Neben der Eutergesundheit auf Viertelbasis analysiert der Sensor sämtliche Abläufe im Melkstand bis ins Detail.
Das ist der Milchsensor – die neueste Innovation aus dem Hause CowManager.
Milchviehhalter und Gründer von CowManager Gerard Griffioen und Koen van Meurs, Leiter der Produktentwicklung.
„Dank des Milchsensors können Landwirte Probleme im Bereich der Eutergesundheit frühzeitig erkennen und ihnen gezielt vorbeugen“, erklärt Gerard Griffioen, Milchviehhalter und Gründer von CowManager.
Mastitis beeinträchtigt nicht nur die Milchleistung, sondern auch die Tiergesundheit und die Wirtschaftlichkeit des Betriebs. Eine frühzeitige Vorbeugung ist daher von großer Bedeutung.
„Bei einem Besuch bei einem unserer größten Kunden wurde deutlich, wie relevant die Herausforderungen sowohl im Umgang mit Mastitis als auch bei der Genauigkeit der Melkdaten sind. Kühe wurden nicht eindeutig erkannt, sodass keine vollständigen Melkdaten vorlagen. Gleichzeitig standen enorme Datenmengen zur Verfügung – allerdings oft mit erheblichen Zweifeln an deren Zuverlässigkeit“, erinnert sich Griffioen.
Daraus entstand die erste Idee für den Milchsensor. „Anschließend haben wir den Milchsensor gemeinsam mit Milchviehhaltern direkt unter Praxisbedingungen entwickelt“, berichtet Koen van Meurs, Leiter der Produktentwicklung, begeistert.
Da der Milchsensor Daten auf Viertelbasis erfasst und CowManager über ein internationales Netzwerk großer Milchviehbetriebe verfügt, konnten innerhalb kurzer Zeit umfangreiche Praxiserfahrungen und Datensätze gesammelt werden.
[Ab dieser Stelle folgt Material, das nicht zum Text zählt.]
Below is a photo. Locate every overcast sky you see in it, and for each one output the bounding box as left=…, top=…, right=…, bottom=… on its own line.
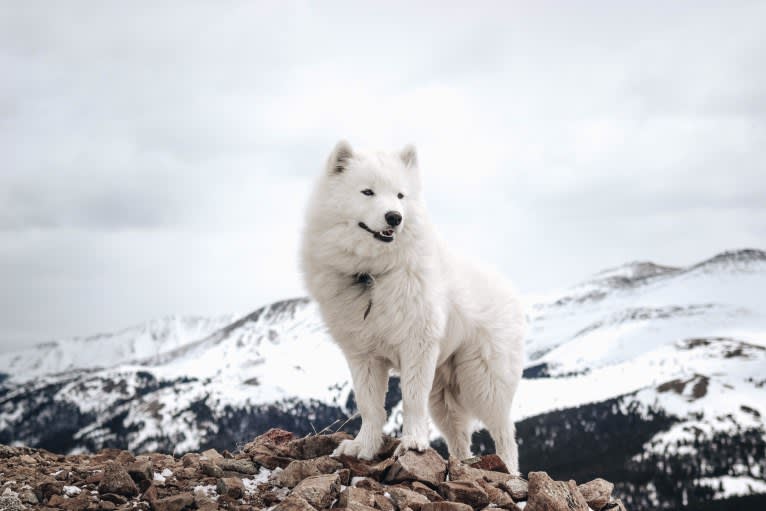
left=0, top=0, right=766, bottom=350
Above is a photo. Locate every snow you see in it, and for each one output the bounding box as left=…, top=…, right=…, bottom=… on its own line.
left=695, top=476, right=766, bottom=499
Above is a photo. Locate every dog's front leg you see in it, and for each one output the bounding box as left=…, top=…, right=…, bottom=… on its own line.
left=333, top=357, right=389, bottom=460
left=396, top=343, right=439, bottom=456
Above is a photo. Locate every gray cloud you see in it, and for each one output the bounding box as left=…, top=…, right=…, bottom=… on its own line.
left=0, top=1, right=766, bottom=349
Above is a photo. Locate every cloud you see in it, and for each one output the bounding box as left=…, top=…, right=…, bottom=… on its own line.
left=0, top=1, right=766, bottom=349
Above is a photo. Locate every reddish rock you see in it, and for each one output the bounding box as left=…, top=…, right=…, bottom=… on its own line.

Auch der Abgleich der Ergebnisse mit Laboranalysen der Milch war ein wichtiger Bestandteil des Entwicklungsprozesses und entscheidend für ein Höchstmaß an Zuverlässigkeit.
Künstliche Intelligenz in Kombination mit der langjährigen Erfahrung von CowManager in der Entwicklung von Algorithmen und der Analyse großer Datenmengen bildet die Grundlage für ein intelligentes, leistungsstarkes und zuverlässiges Dashboard.
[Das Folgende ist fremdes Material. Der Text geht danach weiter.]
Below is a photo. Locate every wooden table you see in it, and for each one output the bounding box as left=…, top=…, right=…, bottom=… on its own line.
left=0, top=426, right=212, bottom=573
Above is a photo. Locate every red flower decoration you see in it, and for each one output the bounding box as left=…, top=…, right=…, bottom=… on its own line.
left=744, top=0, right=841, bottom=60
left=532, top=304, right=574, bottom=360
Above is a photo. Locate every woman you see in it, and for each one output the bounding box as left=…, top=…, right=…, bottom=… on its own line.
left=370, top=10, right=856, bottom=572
Fünf Indikatoren in einem Milchsensor
Der Milchsensor erfasst derzeit fünf Indikatoren: Temperatur, Leitfähigkeit, Milchmenge, Milchfluss und Vakuumniveau. „Der Milchsensor befindet sich in unmittelbarer Nähe zum Euter, wodurch besonders präzise Messdaten erzielt werden.
Gleichzeitig wurde auch die Milchqualität berücksichtigt: Der Sensor gewährleistet einen hygienischen und ungehinderten Milchfluss. Das System lässt sich vollständig individuell konfigurieren. Die Installation ist ein einfacher und schneller Prozess: Den Schlauch unter dem Melkbecher durchtrennen, den transparenten Sensor dazwischenschieben und anschließend die Schläuche wieder beidseitig am Sensor befestigen.
„Dadurch lässt sich der Sensor mit nahezu jeder Marke und jedem Typ von Melkbecher im Melkstand einsetzen“, erklärt Gerard engagiert.
Alle Daten werden übersichtlich auf dem Computer dargestellt. Der CowManager Milchsensor ist für alle Milchviehhalter verfügbar, die bereits einen CowManager Ohrsensor nutzen oder künftig einsetzen möchten. Darüber hinaus kann der Milchsensor zukünftig um eine Tiererkennung erweitert werden.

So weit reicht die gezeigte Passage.